Выслушав всех, я принял решение: передача состоится. Ирена бросила мне вызов. Она уверена – мы эту схватку выиграем. Это выглядело весьма и весьма обнадеживающим. Даже чересчур: скорее всего, мы-таки проиграем, однако, один мощный удар мы успеем нанести. Ради этого стоит рискнуть. Разве перестал я быть поборником смелых решений?

58

Господин Кибитц,

не знаю даже, радоваться мне или огорчаться: ваше последнее письмо – ощутимый скачок в нашем с вами деле. Все, о чем писали вы прежде, всего лишь истории из вторых рук. На сей раз речь шла о вещах, касающихся вас лично – отсюда и дрожь пера в ваших руках. Вам причинили боль только потому, что вы еврей.

Так вот, радоваться этим переменам или огорчаться – еще пока не ясно. До сих пор вы судили, главным образом, опыт других. Теперь проза жизни коснулась непосредственно вас, и, похоже, это сильно встряхнуло вас лично. Теперь вопрос лишь в том, сколь разумной была ваша реакция на эту встряску. Так ли уж необходимо было вам провоцировать тех хулиганов? Вы вполне могли подписать, что от вас требовали, и, вероятнее всего, эти парни оставили бы вас в покое. Без сомнения, нормальный швейцарец именно так бы и поступил, но вам захотелось проявить геройство – опять эта ваша страсть показать себя! Бессмысленное мальчишество, ей богу: полным отморозкам заявлять, что вы подписываете лишь то, что вам лично подписать угодно. На что только не идут люди, чтобы выжить и избежать опасности!

Наконец, в тот день вам нужно было всего лишь купить угля. У вас было конкретное задание, а вы позволили впутать себя в теоретическую полемику, да еще с полными ничтожествами! Ваше поведение было в высшей степени неврастеничным. Мало того, что вы сделали невозможным выполнение поставленной задачи, своим упрямством вы способствовали причинению вам физического ущерба. Когда мне нужно купить кусок мяса, я не пускаюсь в дискуссию с мясником и не пытаюсь доказать ему Теорему Пифагора. Пусть он думает об этой теореме, что ему хочется, но мясо я должен получить от него. Опять этот ваш страх перед оргазмом или, что тоже ничуть не лучше, типичный случай уклонения от успеха, вполне предопределенного стечением конкретных обстоятельств. Наверное, это все-таки типично еврейская особенность. Об этом мне судить трудно, но я все больше убеждаюсь, что вы сами с неизменным упорством создаете себе проблемы, без которых вполне могли бы обойтись.
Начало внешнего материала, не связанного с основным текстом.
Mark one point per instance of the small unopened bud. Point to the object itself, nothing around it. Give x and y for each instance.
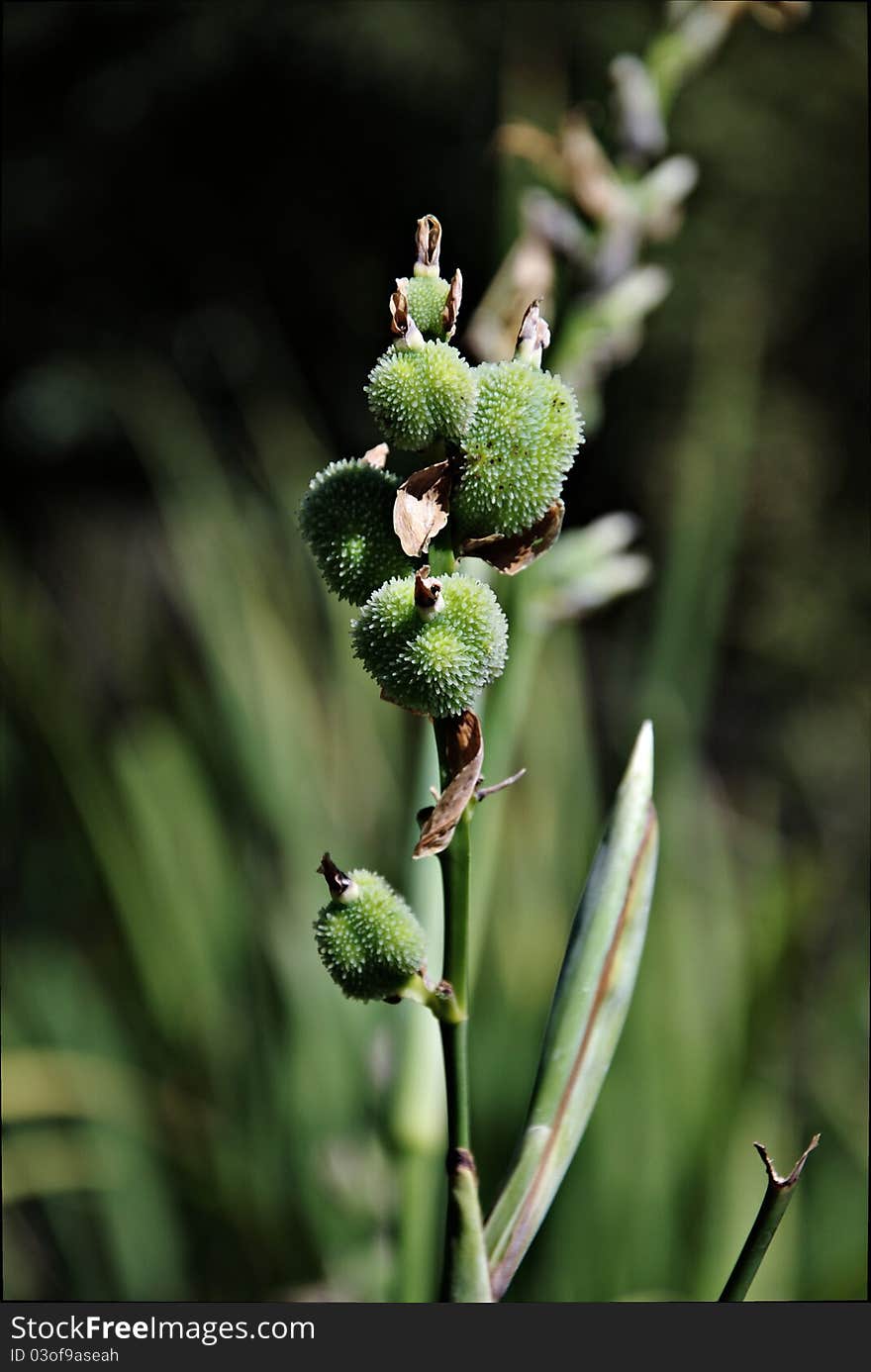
(429, 242)
(533, 337)
(401, 320)
(427, 594)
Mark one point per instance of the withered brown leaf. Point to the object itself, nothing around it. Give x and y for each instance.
(509, 553)
(422, 508)
(465, 757)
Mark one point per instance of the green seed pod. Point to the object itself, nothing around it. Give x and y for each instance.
(519, 447)
(366, 935)
(427, 298)
(347, 519)
(431, 645)
(422, 393)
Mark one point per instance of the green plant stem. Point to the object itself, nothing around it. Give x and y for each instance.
(778, 1195)
(465, 1258)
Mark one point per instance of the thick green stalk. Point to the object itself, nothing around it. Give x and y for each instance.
(465, 1258)
(778, 1195)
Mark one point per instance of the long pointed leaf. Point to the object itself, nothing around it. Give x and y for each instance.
(589, 1010)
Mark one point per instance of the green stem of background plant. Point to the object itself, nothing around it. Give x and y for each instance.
(778, 1195)
(465, 1275)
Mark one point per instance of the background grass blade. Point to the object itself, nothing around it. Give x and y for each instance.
(590, 1006)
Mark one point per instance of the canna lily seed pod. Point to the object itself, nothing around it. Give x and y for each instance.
(520, 443)
(368, 938)
(431, 645)
(420, 393)
(347, 520)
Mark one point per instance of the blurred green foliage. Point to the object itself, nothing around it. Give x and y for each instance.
(198, 284)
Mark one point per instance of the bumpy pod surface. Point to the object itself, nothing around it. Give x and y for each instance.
(372, 942)
(433, 664)
(519, 447)
(422, 394)
(347, 519)
(427, 297)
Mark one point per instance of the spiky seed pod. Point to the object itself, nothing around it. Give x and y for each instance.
(420, 394)
(347, 519)
(519, 447)
(368, 938)
(427, 298)
(433, 645)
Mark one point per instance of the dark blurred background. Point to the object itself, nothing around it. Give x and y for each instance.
(205, 209)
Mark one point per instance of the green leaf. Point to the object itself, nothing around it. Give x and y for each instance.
(587, 1014)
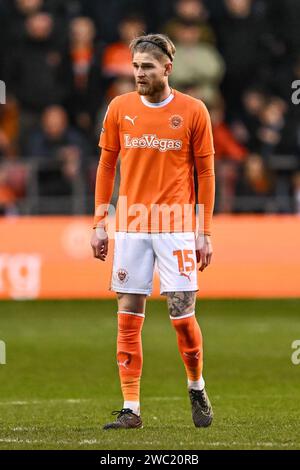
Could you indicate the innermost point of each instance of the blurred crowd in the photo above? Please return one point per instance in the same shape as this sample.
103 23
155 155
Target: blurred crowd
64 60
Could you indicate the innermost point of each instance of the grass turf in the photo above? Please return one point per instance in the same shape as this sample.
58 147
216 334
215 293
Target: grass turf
60 382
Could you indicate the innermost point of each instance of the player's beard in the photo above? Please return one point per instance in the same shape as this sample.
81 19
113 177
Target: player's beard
150 89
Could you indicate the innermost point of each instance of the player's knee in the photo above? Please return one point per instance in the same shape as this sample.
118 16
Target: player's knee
181 303
131 302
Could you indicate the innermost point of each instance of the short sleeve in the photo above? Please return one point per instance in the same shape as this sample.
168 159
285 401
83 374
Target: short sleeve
202 137
109 137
И все-таки, в вашем приключении я заметил отрадное явление: впервые за все время вы перестали быть Кибитцем! Впервые вы лично вступили в игру, а это весьма ощутимый перелом в вашей биографии, заметный отход от привычной инфантильности. Другими словами, в вашей жизни четко обозначилось начало новой главы.

59

Уважаемый господин доктор,

целиком согласен с Вами: этой дракой открывается новая глава в моей жизни. Каждый удар стальным прутом по ребрам грубо выводил меня из моего полусна. Совместная жизнь с Иреной и неожиданная дружба с этими четырьмя странными типами коренным образом изменили мое существование. С этой поры я потянулся к жизни из первых рук. Из сладостных грез моих снов наяву я без разбегу, но осознанно бросился в суровую повседневность, точно с крутого обрыва в ревущую студеную реку.

Как-то вечером Ирена вернулась домой, вся полыхая от возбуждения. Она нашла то, что искала: уголовный процесс, который состоялся в окружном суде воеводства Олькуш два года назад. То есть, как раз в то время, когда гонения на евреев, которые дотоле считались как бы предосудительными, вдруг решительным образом обострились. Кое-что мало-помалу менялось, но с судебной практикой в Польше дела по-прежнему обстояли скверно. Материалы дела отчетливо свидетельствовали о драме, семена которой могли произрасти разве что на отравленной расизмом почве.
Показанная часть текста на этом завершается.